The politicization of environmental issues — especially on Iran — has been a project not just of private donors but state actors as well. In recent years, U.S. and Israeli government officials have been increasingly vocal about Iran’s environmental problems, including air pollution and chronic water scarcity. Last year, Israeli Prime Minister Benjamin Netanyahu released a video addressed to Iranians impacted by drought. His video also introduced a website designed to offer them tips drawn from Israeli water management practices. U.S. Secretary of State Mike Pompeo and former national security adviser John Bolton — both vocal enemies of the Iranian government — have also made a point of highlighting Iran’s environmental crises in their public remarks.
Earlier this year, UANI released an extensive report about Iran’s environment, drawing further political connections to the issue.
Expressions of concern about Iran’s environment, coming from individuals and groups otherwise better known for threatening war with that country, puts local Iranian conservationists in a difficult position. By politicizing environmental issues, Iran’s adversaries have made the environment an area of interest for Iran’s opaque and frightening national security state, an environmentalist targeted by the regime in connection with the Panthera case, who asked for anonymity for security reasons, told The Intercept. Environmental NGOs in Iran, particularly those with foreign ties, now face a heightened danger from security services that are emboldened to view their field as a potential avenue for foreign espionage.
For Rosen, her experience with Panthera and its abandonment of the Persian Wildlife Heritage Foundation activists has left a bitter taste. After the arrests, she left Panthera, explaining that she “could no longer work for an organization that doesn’t care about the safety of their staff or their partners.” (In its statement released after publication of this story, Panthera said, “Contrary to her statements, Ms. Rosen did not cite the imprisoned conservationists, Panthera’s relationship with PWHF or Dr. Kaplan’s remarks about Iran, as a reason for her resignation in her letter dated August 14, 2018, or in other related internal communications. She instead referred to her disappointment at not being offered a leadership position during Panthera’s organizational restructuring process of mid-2018, as well as at Dr. Hunter’s imminent departure.”)
Meanwhile, lingering questions remain about how the reckless behavior of Panthera’s founder may have contributed to the calamity that befell the Iranian conservationists.
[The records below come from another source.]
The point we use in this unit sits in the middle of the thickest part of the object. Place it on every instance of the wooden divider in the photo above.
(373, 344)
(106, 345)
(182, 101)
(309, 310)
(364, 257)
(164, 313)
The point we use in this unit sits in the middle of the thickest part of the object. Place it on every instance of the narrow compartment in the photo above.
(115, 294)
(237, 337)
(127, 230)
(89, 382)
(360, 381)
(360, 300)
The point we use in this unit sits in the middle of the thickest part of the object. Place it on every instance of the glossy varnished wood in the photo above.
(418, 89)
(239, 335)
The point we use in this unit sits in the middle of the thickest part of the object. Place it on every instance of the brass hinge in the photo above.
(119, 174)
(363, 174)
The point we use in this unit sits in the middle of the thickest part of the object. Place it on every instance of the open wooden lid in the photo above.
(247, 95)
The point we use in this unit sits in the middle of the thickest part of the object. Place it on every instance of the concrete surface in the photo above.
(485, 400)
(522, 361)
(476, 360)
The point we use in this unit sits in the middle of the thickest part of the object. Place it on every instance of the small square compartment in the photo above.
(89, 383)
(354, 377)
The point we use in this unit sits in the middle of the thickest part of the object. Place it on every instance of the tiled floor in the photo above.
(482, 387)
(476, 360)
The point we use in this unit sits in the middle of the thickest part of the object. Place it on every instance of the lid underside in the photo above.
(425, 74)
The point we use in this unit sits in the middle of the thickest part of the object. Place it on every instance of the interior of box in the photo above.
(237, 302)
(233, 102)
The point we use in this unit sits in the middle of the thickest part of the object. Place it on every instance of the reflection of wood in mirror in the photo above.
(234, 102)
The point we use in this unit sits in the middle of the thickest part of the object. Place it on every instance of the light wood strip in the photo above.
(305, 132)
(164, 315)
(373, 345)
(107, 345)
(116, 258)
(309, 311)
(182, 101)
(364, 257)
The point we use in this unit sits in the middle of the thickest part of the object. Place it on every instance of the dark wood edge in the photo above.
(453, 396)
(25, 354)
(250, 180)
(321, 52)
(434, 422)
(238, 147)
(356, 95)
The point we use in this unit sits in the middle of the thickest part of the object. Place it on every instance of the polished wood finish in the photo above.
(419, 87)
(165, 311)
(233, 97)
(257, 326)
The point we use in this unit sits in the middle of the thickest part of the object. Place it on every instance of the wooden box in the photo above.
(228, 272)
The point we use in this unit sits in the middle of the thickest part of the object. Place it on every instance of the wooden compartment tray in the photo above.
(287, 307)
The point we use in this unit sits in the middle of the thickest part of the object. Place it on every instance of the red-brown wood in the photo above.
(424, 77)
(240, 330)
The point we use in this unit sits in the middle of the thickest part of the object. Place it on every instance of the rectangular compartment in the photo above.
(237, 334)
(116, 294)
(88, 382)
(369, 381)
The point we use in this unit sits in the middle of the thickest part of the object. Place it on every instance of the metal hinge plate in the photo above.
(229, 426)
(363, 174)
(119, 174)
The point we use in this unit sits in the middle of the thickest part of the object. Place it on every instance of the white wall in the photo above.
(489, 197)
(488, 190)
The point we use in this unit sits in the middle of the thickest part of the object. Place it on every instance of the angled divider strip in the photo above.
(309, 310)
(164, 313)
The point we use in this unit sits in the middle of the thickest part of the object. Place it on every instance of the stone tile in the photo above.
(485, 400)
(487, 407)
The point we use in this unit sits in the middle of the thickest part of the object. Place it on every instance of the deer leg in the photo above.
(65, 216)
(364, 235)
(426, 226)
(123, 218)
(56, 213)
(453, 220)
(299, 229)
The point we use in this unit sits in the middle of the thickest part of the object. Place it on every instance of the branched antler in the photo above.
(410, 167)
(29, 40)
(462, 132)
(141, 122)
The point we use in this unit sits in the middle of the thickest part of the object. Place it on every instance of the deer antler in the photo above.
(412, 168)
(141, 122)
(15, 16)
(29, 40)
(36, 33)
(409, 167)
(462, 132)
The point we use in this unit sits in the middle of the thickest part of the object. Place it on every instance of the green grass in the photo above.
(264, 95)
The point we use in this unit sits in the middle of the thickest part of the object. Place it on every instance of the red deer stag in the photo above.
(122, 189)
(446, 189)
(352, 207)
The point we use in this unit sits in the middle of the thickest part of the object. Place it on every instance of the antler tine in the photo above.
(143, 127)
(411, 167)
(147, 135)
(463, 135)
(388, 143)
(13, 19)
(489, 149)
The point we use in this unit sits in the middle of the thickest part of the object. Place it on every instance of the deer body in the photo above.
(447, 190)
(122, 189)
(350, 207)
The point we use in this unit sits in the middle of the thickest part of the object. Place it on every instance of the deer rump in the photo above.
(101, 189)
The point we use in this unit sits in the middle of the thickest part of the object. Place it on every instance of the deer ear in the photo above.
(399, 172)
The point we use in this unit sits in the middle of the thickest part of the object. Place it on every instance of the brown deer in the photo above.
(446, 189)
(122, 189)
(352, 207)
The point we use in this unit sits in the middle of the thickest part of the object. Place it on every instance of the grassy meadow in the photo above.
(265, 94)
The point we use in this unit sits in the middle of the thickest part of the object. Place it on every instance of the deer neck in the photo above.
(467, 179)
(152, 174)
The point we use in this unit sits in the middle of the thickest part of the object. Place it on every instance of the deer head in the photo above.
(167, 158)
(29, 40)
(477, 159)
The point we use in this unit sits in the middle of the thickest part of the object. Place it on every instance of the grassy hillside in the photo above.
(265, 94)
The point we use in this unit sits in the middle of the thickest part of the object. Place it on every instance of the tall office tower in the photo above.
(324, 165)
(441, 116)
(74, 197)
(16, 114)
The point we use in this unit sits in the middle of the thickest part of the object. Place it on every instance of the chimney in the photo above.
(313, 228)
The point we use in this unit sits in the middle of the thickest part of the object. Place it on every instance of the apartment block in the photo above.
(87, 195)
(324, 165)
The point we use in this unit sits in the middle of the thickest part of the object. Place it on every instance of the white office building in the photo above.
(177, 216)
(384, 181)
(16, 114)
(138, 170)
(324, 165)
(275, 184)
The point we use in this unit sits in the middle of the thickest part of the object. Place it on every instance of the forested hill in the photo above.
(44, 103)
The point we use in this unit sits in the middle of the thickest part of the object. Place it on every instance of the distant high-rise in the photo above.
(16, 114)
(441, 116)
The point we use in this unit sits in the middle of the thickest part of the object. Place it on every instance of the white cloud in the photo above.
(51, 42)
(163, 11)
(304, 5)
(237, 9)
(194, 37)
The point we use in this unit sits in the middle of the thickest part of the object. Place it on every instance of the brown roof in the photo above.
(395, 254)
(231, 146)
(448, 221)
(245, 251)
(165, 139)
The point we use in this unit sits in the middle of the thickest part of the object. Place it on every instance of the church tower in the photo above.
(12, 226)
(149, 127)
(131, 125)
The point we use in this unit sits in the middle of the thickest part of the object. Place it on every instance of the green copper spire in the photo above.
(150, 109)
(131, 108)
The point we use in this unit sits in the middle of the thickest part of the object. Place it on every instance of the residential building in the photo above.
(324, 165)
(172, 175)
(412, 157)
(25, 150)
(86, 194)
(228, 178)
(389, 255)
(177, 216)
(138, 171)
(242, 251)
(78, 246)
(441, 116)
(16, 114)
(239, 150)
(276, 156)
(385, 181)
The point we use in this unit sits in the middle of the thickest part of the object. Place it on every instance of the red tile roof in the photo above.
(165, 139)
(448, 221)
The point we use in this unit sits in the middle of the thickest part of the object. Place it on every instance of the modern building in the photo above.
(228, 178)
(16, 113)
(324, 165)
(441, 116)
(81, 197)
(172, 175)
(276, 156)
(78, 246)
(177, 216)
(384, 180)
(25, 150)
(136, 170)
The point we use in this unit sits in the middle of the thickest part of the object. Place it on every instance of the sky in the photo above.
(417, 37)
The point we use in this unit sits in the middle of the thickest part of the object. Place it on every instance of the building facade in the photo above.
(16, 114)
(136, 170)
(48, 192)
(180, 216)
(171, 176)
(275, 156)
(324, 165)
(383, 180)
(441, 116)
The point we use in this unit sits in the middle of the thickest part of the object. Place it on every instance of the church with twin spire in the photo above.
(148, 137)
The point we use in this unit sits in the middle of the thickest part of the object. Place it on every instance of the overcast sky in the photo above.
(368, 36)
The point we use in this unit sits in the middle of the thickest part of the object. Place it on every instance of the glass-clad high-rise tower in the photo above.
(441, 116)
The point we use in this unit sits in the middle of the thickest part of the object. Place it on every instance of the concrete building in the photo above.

“This is not just about someone who dislikes a country,” said Rosen. “It’s about someone who is actively funding efforts to affect that country’s politics, while supporting local environmentalists who had no knowledge of his politics.”
Update: December 11, 2019
This story has been updated to include material from a statement made by Panthera after publication. The group said that it had not commented on the Iranian environmentalists’ ordeal because U.S. authorities had asked it not to. The group also said that after receiving the Persian Wildlife Heritage Foundation’s letter dated October 17, 2017, then-Panthera President Luke Hunter did not notify the rest of Panthera’s leadership until after the Iranian conservationists had been arrested early the next year. The Panthera statement also said that Tanya Rosen, the former Panthera employee, did not cite the case of the environmentalists in her resignation letter to the company.